Fresh cranberry pecan brownies are rich, tart and not very sweet decadent brownies with lots of pecans. It is a great snack for anytime of the day and also a dessert with some icecream.
What is Elevenses?
Theme for this week is Elevenses. Elevenses is an English tradition where tea or light snack is served around eleven am. It is a second breakfast or a light snack served midday and is also a light meal that keeps one going until lunch time. Consider it a short, late morning break for refreshments.
What is served for Elevenses?
The food and time of Elevenses varies from country to country. In Britain, it is a light snack; cookies, brownies, scones, biscuits and sandwiches served with some tea. In India there is no elevenses concept but some people do have a second cup of tea, coffee or a refreshing drink around 10 or 11 am.
Cranberry Pecan Brownie
The first elevenses recipe is fresh cranberry pecan brownies. Ever since I baked fresh cranberry Christmas cake, fresh cranberry brownies were on my to bake list. Source of this brownie recipe and the cranberry cake are the same.
Cranberry pecan brownies are made with fresh or frozen cranberries and I used the latter. According to the recipe, frozen berries work well for this recipe, however, it was a bit of challenge mixing in frozen berries. Frozen cranberries came together and formed a lump once added to the batter. Hence, either thaw the cranberries or use fresh cranberries instead. Fresh cranberries are still available in stores and highly recommend those or fully thawed cranberries.
Fresh Cranberry Pecan Brownies Recipe
- ¼ cup Unsalted Butter
- 1 cup Semi Sweet Chocolate Chips
- ½ cup Light Brown Sugar
- 1 tbsp Vanilla Extract or Almond Extract
- 2 Eggs
- ½ cup All Purpose Flour
- ¼ tsp Kosher Salt
- 1 cup Fresh or Frozen Cranberries
- ½ cup Pecans chopped
- Preheat the oven to 325 F.
- Grease a 9x9 baking pan with butter or line with a parchment paper. I used 8x8 greased Pyrex dish.

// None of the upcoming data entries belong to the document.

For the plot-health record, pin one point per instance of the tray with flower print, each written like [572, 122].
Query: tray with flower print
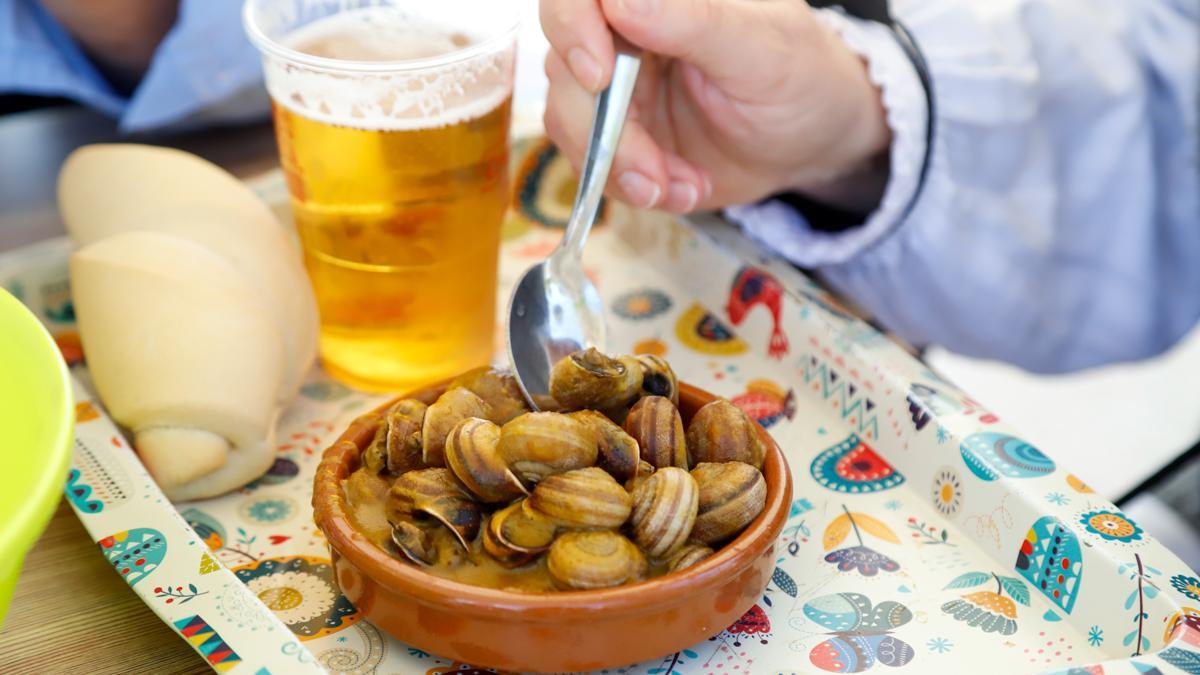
[925, 536]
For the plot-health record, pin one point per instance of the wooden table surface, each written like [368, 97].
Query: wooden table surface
[71, 613]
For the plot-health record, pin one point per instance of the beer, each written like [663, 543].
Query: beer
[397, 203]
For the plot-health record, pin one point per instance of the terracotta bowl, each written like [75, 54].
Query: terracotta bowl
[547, 632]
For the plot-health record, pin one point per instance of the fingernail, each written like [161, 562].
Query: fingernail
[682, 196]
[585, 67]
[637, 6]
[640, 191]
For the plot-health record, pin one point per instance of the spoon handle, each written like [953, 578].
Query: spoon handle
[612, 106]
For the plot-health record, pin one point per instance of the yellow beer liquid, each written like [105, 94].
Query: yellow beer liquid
[401, 234]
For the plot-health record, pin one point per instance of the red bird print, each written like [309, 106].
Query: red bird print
[754, 287]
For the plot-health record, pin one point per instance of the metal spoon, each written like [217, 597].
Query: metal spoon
[555, 309]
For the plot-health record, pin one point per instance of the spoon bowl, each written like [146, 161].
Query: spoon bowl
[555, 309]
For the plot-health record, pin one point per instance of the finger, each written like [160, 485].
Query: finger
[579, 34]
[713, 34]
[688, 185]
[639, 174]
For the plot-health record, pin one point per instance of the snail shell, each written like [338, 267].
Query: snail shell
[594, 560]
[618, 451]
[665, 507]
[657, 426]
[582, 499]
[402, 436]
[688, 555]
[436, 493]
[589, 378]
[450, 408]
[471, 453]
[645, 470]
[413, 543]
[538, 444]
[516, 533]
[373, 455]
[498, 388]
[731, 495]
[658, 377]
[721, 431]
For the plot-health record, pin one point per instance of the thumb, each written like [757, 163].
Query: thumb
[715, 36]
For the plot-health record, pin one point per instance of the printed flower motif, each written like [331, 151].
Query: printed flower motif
[1057, 499]
[645, 303]
[1187, 585]
[294, 597]
[985, 609]
[988, 610]
[1111, 526]
[947, 491]
[940, 645]
[868, 562]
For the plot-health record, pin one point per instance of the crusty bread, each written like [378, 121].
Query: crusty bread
[197, 320]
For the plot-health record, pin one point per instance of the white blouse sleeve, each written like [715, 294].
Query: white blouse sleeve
[1059, 225]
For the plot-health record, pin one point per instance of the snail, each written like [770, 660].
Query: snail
[721, 431]
[413, 542]
[657, 426]
[450, 408]
[582, 499]
[645, 470]
[497, 388]
[538, 444]
[658, 378]
[618, 451]
[665, 507]
[491, 493]
[516, 533]
[396, 447]
[594, 560]
[435, 493]
[731, 495]
[471, 453]
[591, 380]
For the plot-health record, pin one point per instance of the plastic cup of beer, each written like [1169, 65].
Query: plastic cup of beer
[393, 125]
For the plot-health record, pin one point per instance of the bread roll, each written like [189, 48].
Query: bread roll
[197, 318]
[105, 190]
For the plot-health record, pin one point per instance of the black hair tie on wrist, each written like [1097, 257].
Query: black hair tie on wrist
[825, 217]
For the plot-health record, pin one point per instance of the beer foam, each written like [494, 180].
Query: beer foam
[449, 91]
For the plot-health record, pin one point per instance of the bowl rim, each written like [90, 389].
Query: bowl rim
[330, 515]
[42, 495]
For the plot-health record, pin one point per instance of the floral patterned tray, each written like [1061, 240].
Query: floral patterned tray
[925, 536]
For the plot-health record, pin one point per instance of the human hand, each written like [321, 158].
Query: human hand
[736, 100]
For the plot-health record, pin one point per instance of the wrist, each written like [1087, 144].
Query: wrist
[851, 173]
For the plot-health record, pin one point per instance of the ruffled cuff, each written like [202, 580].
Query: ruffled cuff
[787, 231]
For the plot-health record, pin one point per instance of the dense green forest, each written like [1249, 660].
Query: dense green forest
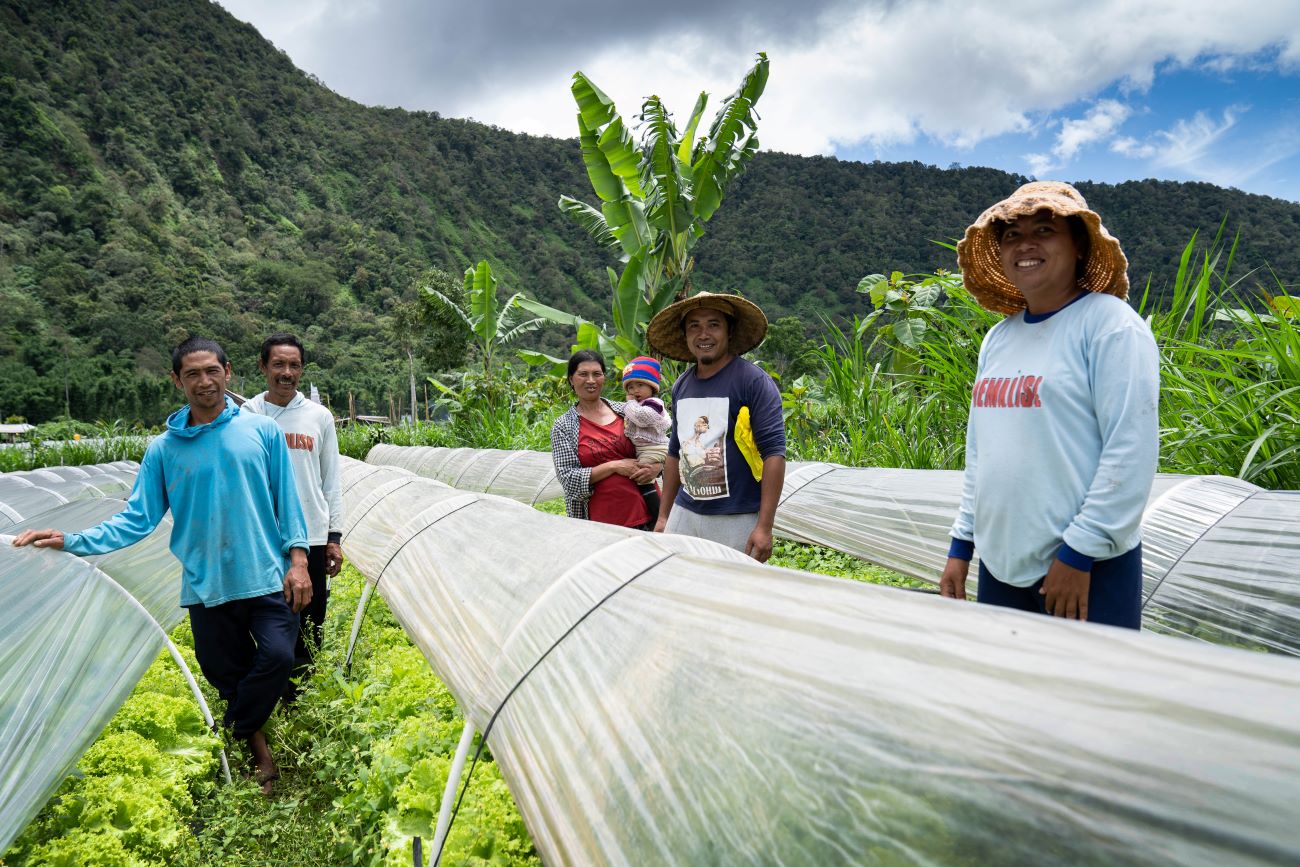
[164, 170]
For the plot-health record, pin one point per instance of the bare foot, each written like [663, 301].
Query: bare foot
[264, 767]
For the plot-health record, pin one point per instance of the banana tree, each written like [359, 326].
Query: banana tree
[492, 324]
[655, 199]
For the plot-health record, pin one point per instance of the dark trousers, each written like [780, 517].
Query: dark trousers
[246, 651]
[1114, 592]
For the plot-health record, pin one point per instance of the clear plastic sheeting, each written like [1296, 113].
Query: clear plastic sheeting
[26, 494]
[1226, 554]
[524, 476]
[78, 634]
[663, 699]
[1231, 585]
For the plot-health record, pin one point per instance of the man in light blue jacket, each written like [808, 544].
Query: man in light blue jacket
[238, 532]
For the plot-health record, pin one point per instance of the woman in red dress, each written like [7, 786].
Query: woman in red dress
[594, 459]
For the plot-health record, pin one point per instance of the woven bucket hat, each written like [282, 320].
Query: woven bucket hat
[668, 337]
[978, 255]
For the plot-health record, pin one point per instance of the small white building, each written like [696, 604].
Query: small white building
[11, 433]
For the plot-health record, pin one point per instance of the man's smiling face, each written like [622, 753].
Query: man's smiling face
[707, 334]
[203, 378]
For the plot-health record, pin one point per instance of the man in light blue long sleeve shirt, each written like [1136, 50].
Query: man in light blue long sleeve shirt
[238, 533]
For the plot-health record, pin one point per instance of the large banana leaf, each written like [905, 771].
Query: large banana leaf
[481, 291]
[603, 180]
[629, 300]
[594, 107]
[624, 160]
[451, 306]
[627, 222]
[590, 220]
[508, 329]
[550, 313]
[731, 142]
[666, 195]
[688, 138]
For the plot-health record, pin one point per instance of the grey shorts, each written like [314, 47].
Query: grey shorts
[731, 530]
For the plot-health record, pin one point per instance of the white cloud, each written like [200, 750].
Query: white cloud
[1101, 121]
[845, 73]
[1197, 147]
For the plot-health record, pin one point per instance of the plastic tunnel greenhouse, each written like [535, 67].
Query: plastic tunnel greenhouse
[1218, 553]
[662, 699]
[78, 632]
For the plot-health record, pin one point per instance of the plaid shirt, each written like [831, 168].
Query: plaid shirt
[575, 478]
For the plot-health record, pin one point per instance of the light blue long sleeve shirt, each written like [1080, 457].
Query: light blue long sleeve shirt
[234, 506]
[1062, 439]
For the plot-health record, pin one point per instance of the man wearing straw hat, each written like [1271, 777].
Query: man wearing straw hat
[726, 468]
[1062, 436]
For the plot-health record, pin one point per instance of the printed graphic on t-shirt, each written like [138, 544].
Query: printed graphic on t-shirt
[702, 436]
[300, 441]
[1008, 391]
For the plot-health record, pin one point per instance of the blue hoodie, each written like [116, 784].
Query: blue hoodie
[234, 506]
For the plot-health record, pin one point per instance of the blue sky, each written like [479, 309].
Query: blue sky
[1108, 90]
[1235, 129]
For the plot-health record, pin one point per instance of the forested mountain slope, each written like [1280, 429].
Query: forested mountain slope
[165, 170]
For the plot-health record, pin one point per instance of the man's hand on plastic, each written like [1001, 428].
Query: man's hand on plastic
[1066, 592]
[759, 545]
[333, 558]
[953, 584]
[298, 586]
[40, 538]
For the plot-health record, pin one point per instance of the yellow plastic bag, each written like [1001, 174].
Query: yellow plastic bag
[746, 445]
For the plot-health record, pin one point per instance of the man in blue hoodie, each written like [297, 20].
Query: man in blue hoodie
[238, 532]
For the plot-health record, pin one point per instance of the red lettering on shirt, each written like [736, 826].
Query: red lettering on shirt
[299, 441]
[1019, 391]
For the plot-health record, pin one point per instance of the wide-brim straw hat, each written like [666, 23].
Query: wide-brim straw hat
[979, 256]
[667, 336]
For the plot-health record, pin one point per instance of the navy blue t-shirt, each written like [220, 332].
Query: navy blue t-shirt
[715, 480]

- Melt butter in a saucepan on medium high flame.
- Add chocolate chips and stir until melted. If required, reduce the flame.
Remove from heat, add sugar, vanilla extract and stir until smooth. I was out of vanilla extract and used almond extract.
- Add eggs and whisk immediately until well incorporated.
- Stir in flour and salt until combined.
- Stir in cranberries and pecans.
Pour the batter into a greased pan, spread the batter evenly and bake in a preheated oven for 28-30 minutes or until a toothpick inserted in the center of the brownie comes out with moist crumbs. I baked on a middle rack for 33 minutes in my oven.
Let the pan cool for few minutes, cut the brownie into 16 pieces and let cool completely in the pan.
Store in an airtight container for days or wrap them airtight and freeze for upto 3 months. Thaw the brownies at room temperature and enjoy.
- Recipe says frozen cranberries work well in the recipe and do not require thawing. However, it was a challenge stirring in the cranberries. I thawed cranberries for 10-15 minutes while I did the prep work and the moment I added the berries, batter came together to form a lump. It was quite a task to evenly stir in the berries. I recommend either thawing the berries a bit longer or use fresh cranberries.
- Almond extract is a great substitute for vanilla in this recipe. I was out of vanilla and used almond instead.
- Chopped almonds would be a nice variation to pecans along with almond extract.
- Though brownies have decent amount of pecans, i would not mind a few more!